Business R&D and innovation: To boost business R&D, the Research and Experimentation (R&E) Tax Credit is to be simplified, expanded and extended. The 2013 budget increases non-defence R&D by 5% to USD 64.9 billion. The budgets of three key science agencies – NSF, the Department of Energy Office of Science, and the National Institute of Standards and Technology laboratories – are on a long-term doubling trajectory.
Entrepreneurship: Formal entrepreneurial education programmes have been set up in recent years, and the Kauffman Foundation has allocated USD 20 million for university funding of entrepreneurship research. The Small Business Innovation Research programme offers SMEs government R&D funding opportunities. The proposed changes to the R&E tax credit will extend support for loans and tax credits to SMEs. The Startup America Initiative also encourages entrepreneurship.
ICTs and scientific infrastructures: As part of building a 21st century infrastructure, the Wireless Innovation (WIN) Fund will allocate USD 300 million to advance R&D in cutting-edge wireless technologies. This should expand access to high-speed Internet, modernise the electric grid and enhance the wireless spectrum.
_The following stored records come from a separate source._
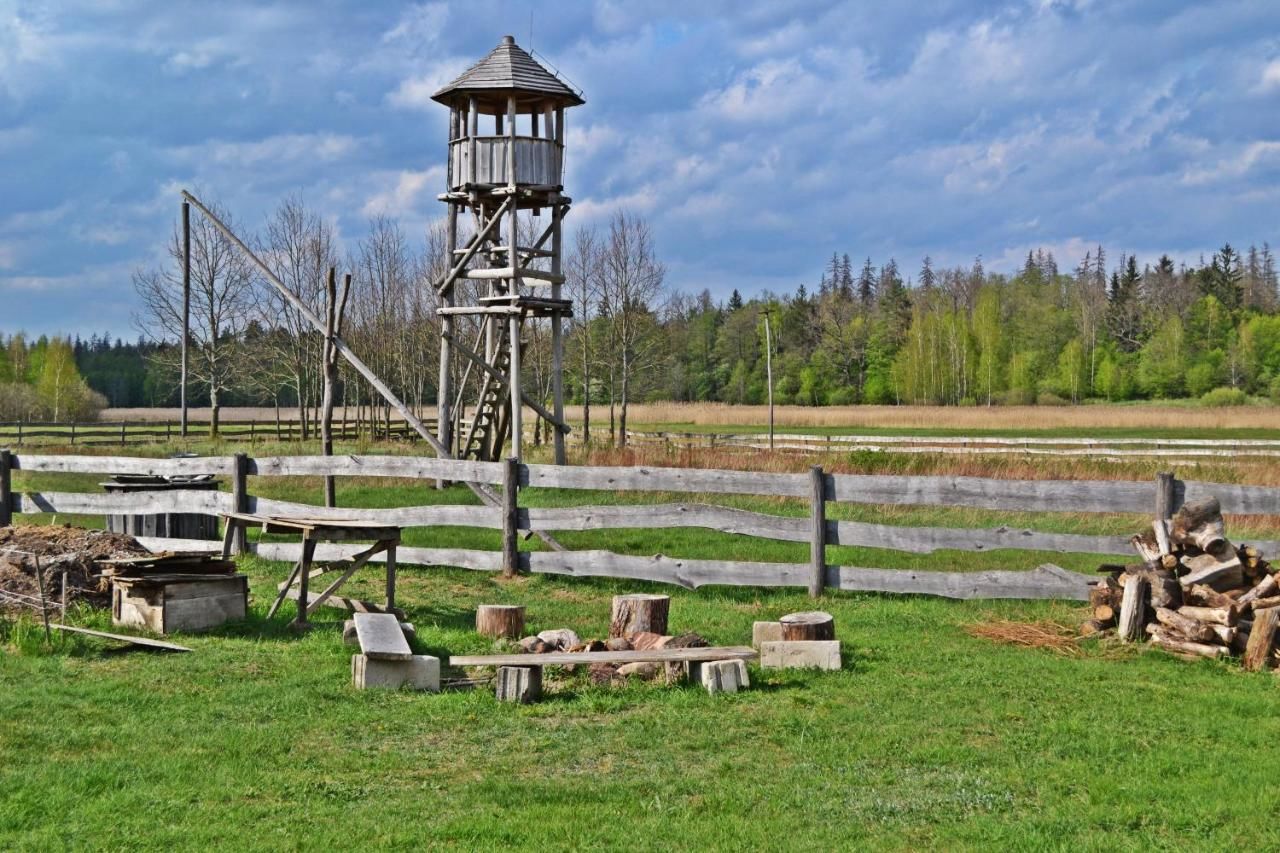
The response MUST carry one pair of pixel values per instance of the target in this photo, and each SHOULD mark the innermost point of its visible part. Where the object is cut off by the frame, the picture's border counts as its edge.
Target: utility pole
(186, 305)
(768, 369)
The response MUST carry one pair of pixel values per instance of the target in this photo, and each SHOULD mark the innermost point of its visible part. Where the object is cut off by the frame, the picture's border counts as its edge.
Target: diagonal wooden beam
(501, 377)
(474, 246)
(357, 562)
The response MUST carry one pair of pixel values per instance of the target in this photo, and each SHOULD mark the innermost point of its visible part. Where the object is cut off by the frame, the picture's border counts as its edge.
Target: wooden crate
(167, 605)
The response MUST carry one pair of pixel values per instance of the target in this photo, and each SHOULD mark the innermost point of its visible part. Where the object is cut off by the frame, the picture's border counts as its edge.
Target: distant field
(703, 416)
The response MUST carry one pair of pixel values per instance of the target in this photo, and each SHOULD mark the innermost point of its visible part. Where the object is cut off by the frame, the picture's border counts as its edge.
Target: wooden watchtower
(506, 156)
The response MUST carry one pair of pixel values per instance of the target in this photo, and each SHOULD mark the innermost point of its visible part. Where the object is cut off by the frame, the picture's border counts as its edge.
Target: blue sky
(758, 136)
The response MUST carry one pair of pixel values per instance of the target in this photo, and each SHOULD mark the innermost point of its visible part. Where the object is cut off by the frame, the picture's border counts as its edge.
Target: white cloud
(273, 150)
(1270, 80)
(405, 192)
(1235, 165)
(419, 26)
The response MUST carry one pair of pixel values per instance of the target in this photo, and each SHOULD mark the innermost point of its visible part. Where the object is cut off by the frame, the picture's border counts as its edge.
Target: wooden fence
(1157, 498)
(149, 432)
(1183, 450)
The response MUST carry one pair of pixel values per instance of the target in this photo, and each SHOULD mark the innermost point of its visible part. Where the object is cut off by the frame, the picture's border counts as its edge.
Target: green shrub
(1225, 397)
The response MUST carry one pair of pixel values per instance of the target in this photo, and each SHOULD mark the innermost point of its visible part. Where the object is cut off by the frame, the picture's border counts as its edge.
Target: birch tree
(222, 304)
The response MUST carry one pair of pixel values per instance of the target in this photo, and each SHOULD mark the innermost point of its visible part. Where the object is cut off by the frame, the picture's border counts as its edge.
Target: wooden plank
(929, 539)
(664, 479)
(1045, 582)
(668, 515)
(406, 466)
(123, 638)
(817, 532)
(568, 658)
(382, 638)
(124, 502)
(1238, 500)
(1043, 496)
(689, 574)
(126, 465)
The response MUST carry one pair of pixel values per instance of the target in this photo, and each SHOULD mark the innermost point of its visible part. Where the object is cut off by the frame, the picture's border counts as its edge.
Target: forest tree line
(1124, 329)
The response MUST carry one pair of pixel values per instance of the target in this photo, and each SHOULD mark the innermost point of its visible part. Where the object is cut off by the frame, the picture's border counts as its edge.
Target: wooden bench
(382, 638)
(385, 538)
(520, 676)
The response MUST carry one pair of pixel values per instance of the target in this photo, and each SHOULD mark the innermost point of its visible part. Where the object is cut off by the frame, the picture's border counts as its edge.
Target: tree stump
(1133, 609)
(1257, 651)
(501, 620)
(813, 625)
(520, 683)
(639, 612)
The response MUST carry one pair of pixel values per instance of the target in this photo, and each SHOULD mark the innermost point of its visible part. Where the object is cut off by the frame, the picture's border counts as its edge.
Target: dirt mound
(59, 548)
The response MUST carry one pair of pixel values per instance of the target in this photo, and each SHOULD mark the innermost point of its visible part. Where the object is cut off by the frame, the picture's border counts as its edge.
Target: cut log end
(639, 612)
(813, 625)
(501, 620)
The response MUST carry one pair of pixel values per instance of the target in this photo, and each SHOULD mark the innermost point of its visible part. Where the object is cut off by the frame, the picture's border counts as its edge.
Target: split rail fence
(149, 432)
(1157, 498)
(1182, 450)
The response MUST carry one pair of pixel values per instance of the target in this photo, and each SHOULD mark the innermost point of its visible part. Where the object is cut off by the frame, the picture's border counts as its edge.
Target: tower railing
(538, 162)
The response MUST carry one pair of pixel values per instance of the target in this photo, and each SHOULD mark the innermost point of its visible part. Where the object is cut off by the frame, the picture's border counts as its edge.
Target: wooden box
(167, 605)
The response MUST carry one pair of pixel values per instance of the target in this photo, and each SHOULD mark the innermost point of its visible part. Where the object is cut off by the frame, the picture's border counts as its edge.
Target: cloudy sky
(758, 136)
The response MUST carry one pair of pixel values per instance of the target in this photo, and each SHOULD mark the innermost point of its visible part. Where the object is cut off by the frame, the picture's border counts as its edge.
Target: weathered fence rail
(818, 488)
(149, 432)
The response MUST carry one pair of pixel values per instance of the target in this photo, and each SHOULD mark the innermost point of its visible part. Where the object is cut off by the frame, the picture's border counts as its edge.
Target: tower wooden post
(492, 179)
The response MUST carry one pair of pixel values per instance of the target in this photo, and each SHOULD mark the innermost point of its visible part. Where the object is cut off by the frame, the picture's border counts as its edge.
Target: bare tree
(222, 304)
(298, 246)
(583, 282)
(631, 281)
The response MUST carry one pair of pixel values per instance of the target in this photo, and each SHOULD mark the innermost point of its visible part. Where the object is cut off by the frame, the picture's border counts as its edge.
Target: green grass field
(928, 738)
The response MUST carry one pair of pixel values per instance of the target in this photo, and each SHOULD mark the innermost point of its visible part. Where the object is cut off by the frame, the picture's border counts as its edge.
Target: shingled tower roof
(508, 67)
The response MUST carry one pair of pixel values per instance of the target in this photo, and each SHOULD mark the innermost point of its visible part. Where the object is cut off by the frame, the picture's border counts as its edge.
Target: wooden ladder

Clusters and regional policies: The Economic Development Administration (EDA) promotes incubators and regional cluster development. The Small Business Administration and the EDA encourage regional innovation clusters. The Department of Defense has technology clusters for robotics, energy and cyber-security. A new proof-of-concept centre at the University City Science Center in Philadelphia and the Office of Innovation and Entrepreneurship (OIE) are key recent developments. The OIE also manages the i6 Challenge, a competitive grants programme.
Knowledge flows and commercialisation: The America Invents Act 2011 is a major policy reform to improve IPR protection and licensing. It aims to reduce patent backlogs, limit litigation, improve patent quality and increase inventors' ability to protect intellectual property abroad. The NSF's Office of Experimental Programs to Stimulate Competitive Research (EPSCoR) aims to strengthen research and education in science and engineering and to prevent undue concentration of research activities.
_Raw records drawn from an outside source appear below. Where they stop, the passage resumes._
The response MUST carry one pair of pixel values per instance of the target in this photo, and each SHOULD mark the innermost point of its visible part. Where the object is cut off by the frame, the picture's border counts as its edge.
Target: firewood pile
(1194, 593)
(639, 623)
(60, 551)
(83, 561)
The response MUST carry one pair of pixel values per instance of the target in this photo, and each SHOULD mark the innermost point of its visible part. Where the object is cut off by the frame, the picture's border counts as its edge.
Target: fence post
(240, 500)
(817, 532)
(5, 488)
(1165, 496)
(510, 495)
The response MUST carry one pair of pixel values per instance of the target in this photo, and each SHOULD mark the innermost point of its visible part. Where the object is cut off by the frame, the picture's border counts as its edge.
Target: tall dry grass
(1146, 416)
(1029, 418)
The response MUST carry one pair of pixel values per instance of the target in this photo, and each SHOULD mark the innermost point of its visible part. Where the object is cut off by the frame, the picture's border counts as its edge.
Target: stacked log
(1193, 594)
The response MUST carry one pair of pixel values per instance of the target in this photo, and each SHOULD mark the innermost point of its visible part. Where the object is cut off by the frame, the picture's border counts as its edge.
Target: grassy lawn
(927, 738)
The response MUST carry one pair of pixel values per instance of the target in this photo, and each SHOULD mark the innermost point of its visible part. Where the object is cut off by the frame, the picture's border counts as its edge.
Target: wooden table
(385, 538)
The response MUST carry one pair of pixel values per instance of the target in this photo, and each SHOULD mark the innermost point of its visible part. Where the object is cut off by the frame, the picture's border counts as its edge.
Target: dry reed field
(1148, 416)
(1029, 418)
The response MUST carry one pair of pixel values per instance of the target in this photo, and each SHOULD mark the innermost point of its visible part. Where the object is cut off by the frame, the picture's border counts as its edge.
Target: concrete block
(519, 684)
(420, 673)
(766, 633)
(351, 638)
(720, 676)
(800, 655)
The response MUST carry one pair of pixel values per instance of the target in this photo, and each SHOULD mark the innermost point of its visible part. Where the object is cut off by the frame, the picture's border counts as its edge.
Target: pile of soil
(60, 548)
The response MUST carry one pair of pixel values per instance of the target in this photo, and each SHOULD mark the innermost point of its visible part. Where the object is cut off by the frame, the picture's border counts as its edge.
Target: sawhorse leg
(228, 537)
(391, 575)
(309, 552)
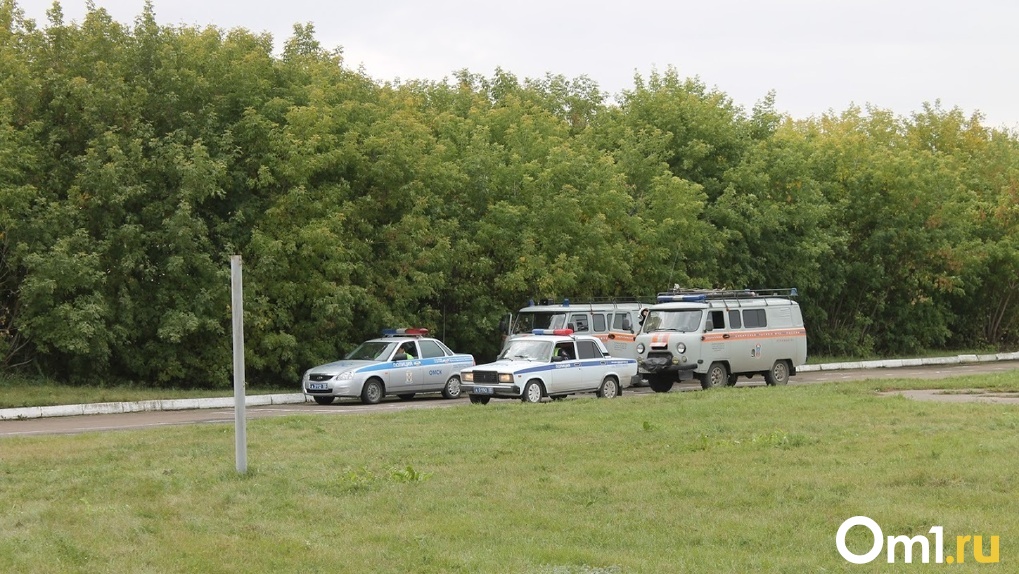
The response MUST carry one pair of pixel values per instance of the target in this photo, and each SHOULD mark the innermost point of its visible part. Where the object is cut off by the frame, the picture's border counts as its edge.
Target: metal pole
(239, 421)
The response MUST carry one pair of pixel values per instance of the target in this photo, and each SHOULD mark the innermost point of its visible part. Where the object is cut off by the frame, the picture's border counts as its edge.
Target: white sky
(817, 55)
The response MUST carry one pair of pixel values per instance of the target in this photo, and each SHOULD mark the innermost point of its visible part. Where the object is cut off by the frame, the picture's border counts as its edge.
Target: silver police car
(403, 362)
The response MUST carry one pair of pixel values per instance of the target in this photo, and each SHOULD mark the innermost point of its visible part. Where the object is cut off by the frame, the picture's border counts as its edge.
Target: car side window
(580, 323)
(430, 350)
(566, 350)
(588, 350)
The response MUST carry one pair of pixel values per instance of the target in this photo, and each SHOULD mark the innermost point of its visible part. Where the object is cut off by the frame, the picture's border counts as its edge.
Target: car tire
(659, 383)
(716, 375)
(372, 393)
(609, 388)
(779, 373)
(532, 393)
(451, 388)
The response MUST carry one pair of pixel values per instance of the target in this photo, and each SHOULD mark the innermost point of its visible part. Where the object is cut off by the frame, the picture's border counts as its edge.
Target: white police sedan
(403, 362)
(548, 363)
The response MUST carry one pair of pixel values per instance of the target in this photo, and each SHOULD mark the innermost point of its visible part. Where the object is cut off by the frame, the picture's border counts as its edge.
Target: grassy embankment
(746, 479)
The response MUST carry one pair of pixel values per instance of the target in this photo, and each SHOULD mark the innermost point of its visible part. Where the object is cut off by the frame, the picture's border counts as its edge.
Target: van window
(716, 320)
(754, 318)
(622, 322)
(580, 322)
(734, 319)
(588, 350)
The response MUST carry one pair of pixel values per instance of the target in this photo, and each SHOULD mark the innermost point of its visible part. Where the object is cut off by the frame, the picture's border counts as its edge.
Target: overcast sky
(816, 55)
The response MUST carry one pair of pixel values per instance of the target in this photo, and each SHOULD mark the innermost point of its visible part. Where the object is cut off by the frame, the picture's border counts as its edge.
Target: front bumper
(496, 390)
(659, 365)
(341, 388)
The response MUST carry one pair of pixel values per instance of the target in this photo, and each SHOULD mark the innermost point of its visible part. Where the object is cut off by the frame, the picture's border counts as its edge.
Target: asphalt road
(127, 421)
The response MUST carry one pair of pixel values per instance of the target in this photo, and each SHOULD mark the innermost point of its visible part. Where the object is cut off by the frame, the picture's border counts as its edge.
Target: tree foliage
(136, 159)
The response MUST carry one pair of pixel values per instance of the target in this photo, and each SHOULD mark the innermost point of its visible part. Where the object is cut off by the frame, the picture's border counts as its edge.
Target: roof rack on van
(591, 301)
(678, 294)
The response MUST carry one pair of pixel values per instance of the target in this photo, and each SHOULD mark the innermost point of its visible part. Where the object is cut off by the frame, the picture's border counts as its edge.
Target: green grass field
(745, 479)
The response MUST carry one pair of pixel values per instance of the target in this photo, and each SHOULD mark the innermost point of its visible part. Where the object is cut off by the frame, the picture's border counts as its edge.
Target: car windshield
(527, 321)
(672, 320)
(372, 351)
(528, 350)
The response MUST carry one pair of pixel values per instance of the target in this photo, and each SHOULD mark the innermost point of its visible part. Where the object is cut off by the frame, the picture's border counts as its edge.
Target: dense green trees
(135, 160)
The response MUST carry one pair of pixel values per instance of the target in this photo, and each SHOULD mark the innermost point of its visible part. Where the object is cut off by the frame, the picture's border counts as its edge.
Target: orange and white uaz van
(717, 335)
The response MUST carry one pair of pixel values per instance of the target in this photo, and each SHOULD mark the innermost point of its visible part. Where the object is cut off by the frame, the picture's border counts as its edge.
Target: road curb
(142, 406)
(263, 400)
(897, 363)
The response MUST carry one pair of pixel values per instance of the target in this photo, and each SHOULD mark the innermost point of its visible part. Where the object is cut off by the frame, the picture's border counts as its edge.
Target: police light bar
(406, 332)
(564, 332)
(682, 298)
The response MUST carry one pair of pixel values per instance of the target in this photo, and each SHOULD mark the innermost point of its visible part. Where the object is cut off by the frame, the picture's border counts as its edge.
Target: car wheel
(659, 383)
(451, 389)
(532, 393)
(609, 388)
(372, 393)
(779, 373)
(716, 375)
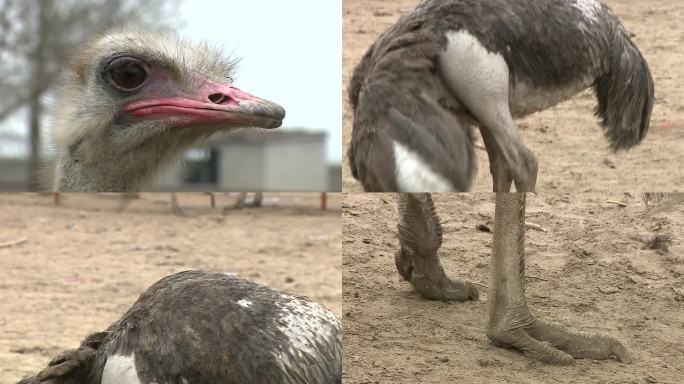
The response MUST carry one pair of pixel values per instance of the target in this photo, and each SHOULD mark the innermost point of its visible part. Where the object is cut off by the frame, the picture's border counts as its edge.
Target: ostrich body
(510, 323)
(132, 101)
(452, 64)
(202, 327)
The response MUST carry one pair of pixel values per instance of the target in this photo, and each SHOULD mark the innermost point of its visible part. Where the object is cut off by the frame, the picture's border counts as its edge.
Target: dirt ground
(83, 263)
(567, 140)
(590, 270)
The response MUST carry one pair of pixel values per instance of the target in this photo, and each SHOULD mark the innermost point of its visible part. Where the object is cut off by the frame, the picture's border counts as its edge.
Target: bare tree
(36, 37)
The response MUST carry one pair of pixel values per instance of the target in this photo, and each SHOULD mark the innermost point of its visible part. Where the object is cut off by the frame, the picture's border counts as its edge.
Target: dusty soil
(83, 263)
(567, 140)
(589, 270)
Human resources: The improvement of STEM education is a national priority, along with the goal to lead in tertiary attainment. The 2013 budget proposes a 2.6% increase to improve post-secondary STEM education as well as the quality of primary and secondary teachers. The five-year strategic plan for STEM education aims to improve co-ordination of STEM-related agencies. Other human capital programmes include Race to the Top (Phase 3), the Early Learning Challenge Fund and the Head Start Program.
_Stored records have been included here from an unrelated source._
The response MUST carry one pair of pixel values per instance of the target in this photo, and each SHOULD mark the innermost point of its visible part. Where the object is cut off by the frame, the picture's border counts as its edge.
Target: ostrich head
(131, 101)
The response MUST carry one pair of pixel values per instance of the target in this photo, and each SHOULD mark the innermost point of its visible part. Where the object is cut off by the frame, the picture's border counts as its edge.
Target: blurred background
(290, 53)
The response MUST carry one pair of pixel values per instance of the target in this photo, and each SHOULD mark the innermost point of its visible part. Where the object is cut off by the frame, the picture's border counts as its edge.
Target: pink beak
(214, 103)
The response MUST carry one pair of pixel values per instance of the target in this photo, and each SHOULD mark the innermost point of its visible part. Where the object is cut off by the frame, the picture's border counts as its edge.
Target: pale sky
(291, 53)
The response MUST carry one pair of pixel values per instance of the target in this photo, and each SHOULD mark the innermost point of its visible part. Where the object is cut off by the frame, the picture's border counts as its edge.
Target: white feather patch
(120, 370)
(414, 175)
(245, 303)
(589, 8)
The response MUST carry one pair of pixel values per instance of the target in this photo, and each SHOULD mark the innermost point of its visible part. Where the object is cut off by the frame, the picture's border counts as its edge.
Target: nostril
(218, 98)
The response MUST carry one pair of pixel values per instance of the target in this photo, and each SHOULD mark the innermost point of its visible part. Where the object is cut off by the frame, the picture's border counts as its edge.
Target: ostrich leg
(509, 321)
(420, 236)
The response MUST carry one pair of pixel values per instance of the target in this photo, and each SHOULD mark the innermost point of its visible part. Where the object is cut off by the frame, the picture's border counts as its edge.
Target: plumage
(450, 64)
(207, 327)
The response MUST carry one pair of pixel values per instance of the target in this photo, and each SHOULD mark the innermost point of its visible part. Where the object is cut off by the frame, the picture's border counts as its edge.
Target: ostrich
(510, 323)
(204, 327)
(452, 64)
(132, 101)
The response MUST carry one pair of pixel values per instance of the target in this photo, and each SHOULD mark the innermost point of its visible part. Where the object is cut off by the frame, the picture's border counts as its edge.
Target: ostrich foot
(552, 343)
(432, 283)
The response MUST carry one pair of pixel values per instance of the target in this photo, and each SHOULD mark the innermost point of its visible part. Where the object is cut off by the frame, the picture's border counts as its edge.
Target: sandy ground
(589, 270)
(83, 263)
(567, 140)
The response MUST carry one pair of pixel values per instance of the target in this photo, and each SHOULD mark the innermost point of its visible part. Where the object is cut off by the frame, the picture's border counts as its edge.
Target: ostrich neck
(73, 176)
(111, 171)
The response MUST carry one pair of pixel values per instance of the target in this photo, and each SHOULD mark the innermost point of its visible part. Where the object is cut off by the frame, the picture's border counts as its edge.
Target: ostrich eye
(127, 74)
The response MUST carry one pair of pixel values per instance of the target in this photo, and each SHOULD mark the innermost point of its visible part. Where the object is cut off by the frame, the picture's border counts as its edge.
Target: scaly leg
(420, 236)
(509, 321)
Emerging technology fields: The 2013 budget provides USD 2.2 billion for R&D in advanced manufacturing, industrial materials and robotics to create high-quality manufacturing jobs. It also proposes USD 30.7 billion for the National Institutes of Health for biomedical research. Funding for the National Center for Advancing Translational Sciences aims to expedite the development of new diagnostics and treatments; the National Nanotechnology Initiative receives ongoing R&D funding.
Green innovation: The United States intends to lead the world in R&D on clean energy technology. The Clean Energy Standard aims to create a market for clean technologies through tax incentives and the Production Tax Credit. Other R&D funding has been allocated to the Advanced Research Projects Agency-Energy and the Energy Efficiency and Renewable Energy Office for advanced technology vehicles.